This harsh discipline though is not universal. Like in any army it varies from unit to unit. Discipline and training in 2REP is probably harder than a platoon of floor sweepers at Aubagne, the Legion HQ in southern France. And yes such people exist if your too stupid to be in a fighting unit they find some menial task for you do.

Initially in the early 19th Century battalions were formed of each different language/national  group. There were German, Spanish and Italian battalions. Now everyone is mixed together. 

Depending on the political/economic circumstances of the world, the make up of the Legion varies. In 1919 it was full of Russians fleeing the Communist and Germans and Austrians from the defeated armies. In 1945 Germans again made up the bulk of recruits, many who would fight and die in Indo China. Now it’s probably full of people from the former Yugoslavia and former Sviet Bloc countries. In between here have been Brits (always a large contingent) Americans, Vietnamese, South Americans, Africans etc etc.

The rep as inhuman killing machines is exaggerated. Yes there have atrocities committed in war, Algeria offering some of the best examples, but that can apply to many armies especially in dirty little guerrilla wars. Legionnaires are more apt to tear apart a bar when drunk but that can apply to a lot of soldiers.

There have been former Legionnaires who have become mercenaries. The most famous or infamous was Bob Denard of Congo and Commoros Islands fame. The most famous mercenary of the 1960-1970s though, Col. Mike Hoare was ex British Army.

Someone mentioned Christian Jennings book A Mouthful of Rocks, which isn’t a bad account of the modern Legion. Jennings though was/is a cry baby, alchoholic, spoiled little rich kid with no self discipline who got tossed from the British TA. He joined the Legion on a lark or out of desperation and deserted twice, being caught the first time. Therefore read it with a grain of salt.

Hey still want to try it here’s the address.

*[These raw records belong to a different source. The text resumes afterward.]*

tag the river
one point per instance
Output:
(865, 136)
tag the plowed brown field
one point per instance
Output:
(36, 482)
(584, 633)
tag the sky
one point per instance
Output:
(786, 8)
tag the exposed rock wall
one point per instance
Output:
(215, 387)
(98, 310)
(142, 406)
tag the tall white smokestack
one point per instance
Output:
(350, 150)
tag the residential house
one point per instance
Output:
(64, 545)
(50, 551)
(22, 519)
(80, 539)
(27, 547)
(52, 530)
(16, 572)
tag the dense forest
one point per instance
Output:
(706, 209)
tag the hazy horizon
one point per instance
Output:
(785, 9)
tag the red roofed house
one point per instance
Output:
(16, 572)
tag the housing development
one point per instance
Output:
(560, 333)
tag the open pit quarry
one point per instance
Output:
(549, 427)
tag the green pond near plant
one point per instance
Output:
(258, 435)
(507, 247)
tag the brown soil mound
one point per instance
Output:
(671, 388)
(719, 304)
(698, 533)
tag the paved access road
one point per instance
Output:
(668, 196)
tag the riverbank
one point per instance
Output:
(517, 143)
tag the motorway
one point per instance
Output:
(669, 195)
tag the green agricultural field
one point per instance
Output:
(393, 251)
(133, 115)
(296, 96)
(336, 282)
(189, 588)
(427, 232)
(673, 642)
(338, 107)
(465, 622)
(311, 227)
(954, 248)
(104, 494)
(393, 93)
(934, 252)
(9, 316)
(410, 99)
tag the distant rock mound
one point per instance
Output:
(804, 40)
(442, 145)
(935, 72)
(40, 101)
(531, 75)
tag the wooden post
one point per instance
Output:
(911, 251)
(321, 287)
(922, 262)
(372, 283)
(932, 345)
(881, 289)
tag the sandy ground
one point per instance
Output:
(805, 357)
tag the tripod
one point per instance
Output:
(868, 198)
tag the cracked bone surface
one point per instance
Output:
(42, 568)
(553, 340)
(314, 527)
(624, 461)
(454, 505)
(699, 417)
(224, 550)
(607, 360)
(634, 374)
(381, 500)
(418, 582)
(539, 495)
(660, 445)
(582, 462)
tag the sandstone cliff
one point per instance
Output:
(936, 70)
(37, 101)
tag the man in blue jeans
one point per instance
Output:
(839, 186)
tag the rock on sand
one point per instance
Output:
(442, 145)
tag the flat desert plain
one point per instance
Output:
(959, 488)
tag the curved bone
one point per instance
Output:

Centre de Recruitment de La Legion Etranger
22 Rue d’Ostende
Qtr Lecombe Strasbourg Alsace France

Mention my screen name. That should be good for about an hours worth of pelotte.


----------



## Jungle (8 Nov 2003)

Ha ha ha... Travis, which wargame did you get your info from ??? LOL...
Although I have never served in the FFL, I did train with them, including the jungle warfare course run by 3e REI in French Guyana. I also did the "Commando Entrainement" with the CNEC / 1er Regt de Choc, while a coy from 2e REP was going through. I didn‘t meet Superman out there...
Most of the info Danjanou provided is correct, except that contrary to popular belief, about 1/4 of the FFL are French nationals, who are accepted in. Most French who go in use an alias because they wish to "disappear" for a while...
Mostly, the average Légionnaire is just that: average. They have their fair share of plugs. From what I saw, Légionnaires are under-paid, under-equipped and treated like shyt... if this is what you wish for yourself for the next 5 years of your life, go ahead... but don‘t mention my screen name, you might be sent to 3e REI...


----------



## Danjanou (9 Nov 2003)

Jungle I don‘t know a year in 3REIe might do him good. He could look at as the ultimate realistic video game.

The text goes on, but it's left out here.